- Quick take
- 23 April
Eurozone PMI shows stagflationary pressures increased in April
The flash estimate of the composite PMI fell into contraction territory in April. At the same time, inflationary pressures continue to strengthen, emphasising the stagflationary impact of the current shock. While a rate hike in April still seems to be a long shot, the European Central Bank will likely have to tighten monetary policy later this year
Services sector activity tanks while manufacturing companies try to build inventories of crucial inputs
The flash estimate of the composite PMI fell to 48.6 in April, below the boom-or-bust level for the first time in 16 months. The downturn was especially visible in the services sector, where the activity index fell to 47.4, a 62-month low. Somewhat surprisingly, the Manufacturing PMI rose to 52.2, significantly above consensus expectations. While overall new orders decreased for the second month in a row, manufacturing new orders rose at the fastest pace in four years. However, given the supply disruptions caused by the war in the Middle East, it seems that manufacturing activity is currently supported by inventory building, with companies trying to secure crucial inputs in the wake of potential shortages. Although overall growth is clearly slowing, employment decreased only marginally, with staffing levels in the services sector remaining resilient.
Selling prices increase
In the wake of the energy shock and the supply side disruptions, input costs increased at the fastest level since 2022. Despite the slowdown in growth, output price inflation reached the highest level in 37 months.

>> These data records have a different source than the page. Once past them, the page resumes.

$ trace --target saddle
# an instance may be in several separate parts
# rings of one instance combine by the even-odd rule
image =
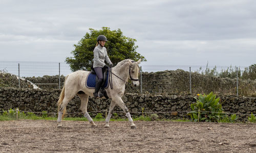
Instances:
[[[95,89],[96,83],[98,81],[98,76],[93,68],[86,78],[86,86],[90,89]],[[103,81],[101,85],[101,89],[104,90],[109,86],[109,70],[108,69],[102,69]]]

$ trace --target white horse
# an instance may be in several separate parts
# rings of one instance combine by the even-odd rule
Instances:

This is important, as ECB President Christine Lagarde stated during the March press conference that the ECB would be particularly attentive to selling price expectations of firms.

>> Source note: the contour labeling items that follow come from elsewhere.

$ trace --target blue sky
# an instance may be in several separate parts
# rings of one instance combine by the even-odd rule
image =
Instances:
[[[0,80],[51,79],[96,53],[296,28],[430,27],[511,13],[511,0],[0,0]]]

The fact that the S&P website temporarily couldn’t cope with the amount of traffic after the PMI release only illustrates how crucial this report is ahead of next week’s ECB meeting. Lagarde said in a recent speech that the uncertainty about the duration of the shock and the breadth of pass-through argues for gathering more information before drawing firm conclusions for monetary policy. This seems to make a change in interest rates next week still rather unlikely. However, the current PMI report shows that, despite the slowdown, some second round price effects are already arising. That might push the central bank into at least one rate hike later this year, to prevent the current inflation increase from raising inflation expectations.